Das Rotorblatt „schwimmt“ auf der Luft auf seiner Leeseite und wird von dieser getragen. Da es schräg zur Windrichtung steht, wird es zur Seite weggedrückt und erzeugt so ein Drehmoment an seiner Achse.

Antwort 13 von Harald:

Der Wirkungsgrad eines Flügels, und darum handelt es sich bei Windradrotoren, wird umso besser, je größer die Flügelstreckung ist, also das Verhältnis von Spannweite zu Flügeltiefe.

Antwort 14 von Peter, Softwareentwickler:

Ich kann es nicht belegen, aber größere Blätter bedeuten auch mehr Widerstand. Daher gilt es wohl den besten Kompromiss zu finden.

Antwort 15 von Ismael:

Die kleine Fläche der Windräder reicht vollkommen aus, um die maximale Kraft, die auf den Generator wirken darf, zu erzeugen. Schnellere Rotation würde auch größere Fliehkräfte und Hebelwirkung am Turm bedeuten. Somit müsste dieser auch wieder massiver ausgelegt werden.
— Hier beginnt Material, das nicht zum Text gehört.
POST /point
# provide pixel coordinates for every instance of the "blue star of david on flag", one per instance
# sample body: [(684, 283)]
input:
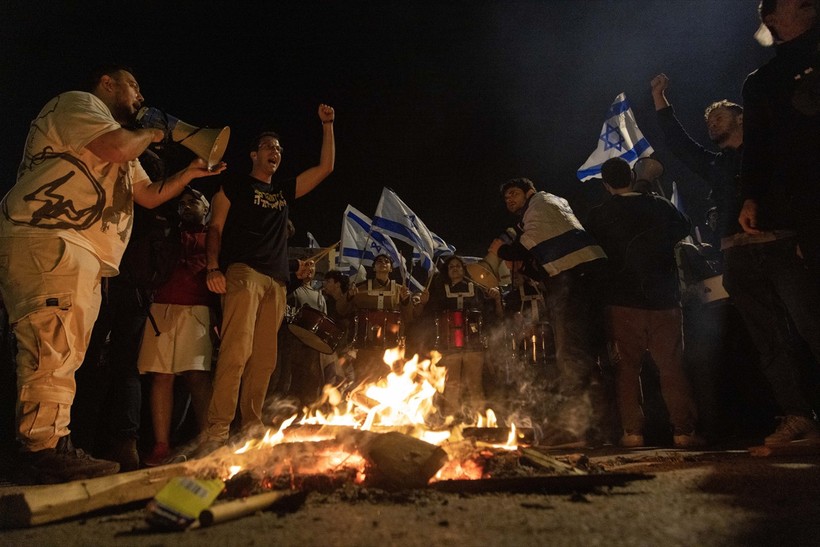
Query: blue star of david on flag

Antwort 16 von Reinhold, Diplomingenieur:

  1. Mit „dick“ wird offensichtlich „breit“ gemeint. 2. Da muss man sich mit der Physik der Windräder beschäftigen. Dies ergibt das „Betz’sche Gesetz“, bei dem die Rotorenfläche für Leistung keine Rolle spielt. Maßgebend ist die von den Rotorblättern überstrichene Fläche.